LING0001   Lectures 7-8   Sound Structure of Language


Learning about the sound structure of language requires covering a lot of ground. Some of the key topics are the anatomy, physiology, and acoustics of the human vocal tract; the nomenclature for the vocal articulations and sounds used in speech, as represented by the International Phonetic Alphabet; hypotheses about the nature of phonological features and their organization  into segments, syllables and words; the way that features like tone align and spread relative to consonants and vowels; the often-extreme changes in sound of morphemes in different contexts; the way that knowledge of language sound structure unfolds as children learn to speak; the variation in sound structure across dialects and across time.

You can't learn all of this in a few days. If we tried to cover all of these topics quickly, the result would be little more than a dry terminological list with brief definitions, accompanied by a few diagrams and an abstract discussion of the associated theories. It would not be especially useful for us to require you to memorize these terms with learning anything much about the underlying realities.

Instead of giving a whirlwind tour of the whole of phonetics and phonology, this portion of ling001 has two more limited goals.

The first goal is to put language sound structure in context. Why do human languages have a sound structure about which we need to say anything more than "vocal communication is based on noises made with the eating and breathing apparatus"? What are the apparent "design requirements" for this system, and how does are they fulfilled?

The second goal is to give you a concrete sense of what the language sound systems are like. In order to do this, we will go over, in a certain amount of detail, a few aspects of the phonetics and phonology of English, and also a bit about the phonetic and phonology of Mawukakan, a language spoken in the Ivory Coast and Guinea. Along the way, a certain amount of the terminology and theory of phonetics and phonology will emerge.

Apparent design features of human spoken language

We can list a few characteristics of human spoken languages:

  1. Large vocabulary: 10,000-100,000 items

  2. Open vocabulary: new items are added easily

  3. Variation in space and time: different languages and "local accents"

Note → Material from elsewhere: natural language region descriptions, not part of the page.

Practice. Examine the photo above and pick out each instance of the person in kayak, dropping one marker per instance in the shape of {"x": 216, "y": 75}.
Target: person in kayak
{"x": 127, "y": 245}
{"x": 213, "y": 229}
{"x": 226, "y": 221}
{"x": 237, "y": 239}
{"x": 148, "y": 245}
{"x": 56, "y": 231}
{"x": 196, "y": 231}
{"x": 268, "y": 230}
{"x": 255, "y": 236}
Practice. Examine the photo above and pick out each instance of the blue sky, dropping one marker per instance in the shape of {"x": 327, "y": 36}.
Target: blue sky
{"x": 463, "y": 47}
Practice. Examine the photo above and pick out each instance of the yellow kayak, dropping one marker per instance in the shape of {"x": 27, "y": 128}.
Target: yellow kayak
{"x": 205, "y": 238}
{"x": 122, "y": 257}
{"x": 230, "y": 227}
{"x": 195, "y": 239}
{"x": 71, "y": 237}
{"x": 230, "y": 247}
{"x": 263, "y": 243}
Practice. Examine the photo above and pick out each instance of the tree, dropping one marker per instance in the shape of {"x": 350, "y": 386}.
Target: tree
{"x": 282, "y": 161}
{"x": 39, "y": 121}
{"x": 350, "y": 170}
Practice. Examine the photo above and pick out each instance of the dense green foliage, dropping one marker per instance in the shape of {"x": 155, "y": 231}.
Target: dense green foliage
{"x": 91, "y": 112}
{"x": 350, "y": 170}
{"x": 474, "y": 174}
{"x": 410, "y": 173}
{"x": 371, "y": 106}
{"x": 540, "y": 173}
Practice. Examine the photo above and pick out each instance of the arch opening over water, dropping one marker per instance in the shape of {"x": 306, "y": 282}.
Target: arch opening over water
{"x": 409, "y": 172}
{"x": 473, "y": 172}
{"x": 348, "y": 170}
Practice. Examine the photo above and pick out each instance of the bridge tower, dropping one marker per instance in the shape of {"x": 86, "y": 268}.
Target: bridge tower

  4. Messages are typically structured sequences of vocabulary items

Compare what is known about the "referential" part of the vocal signaling system of other primates:

  1. Small vocabulary: <35 items

  2. Closed vocabulary: new "names" or similar items are not added

  3. System is fixed across space and time: widely separated populations use the same signals

  4. Messages are usually single items, perhaps with repetition

Some general characteristics of other primate vocalizations that are retained by human speech:

  1. Vocalizations communicate individual identity

  2. Vocalizations communicate attitude and emotional state

Some potential advantages of the human innovations:

  1. Easy naming of new people, groups, places, etc.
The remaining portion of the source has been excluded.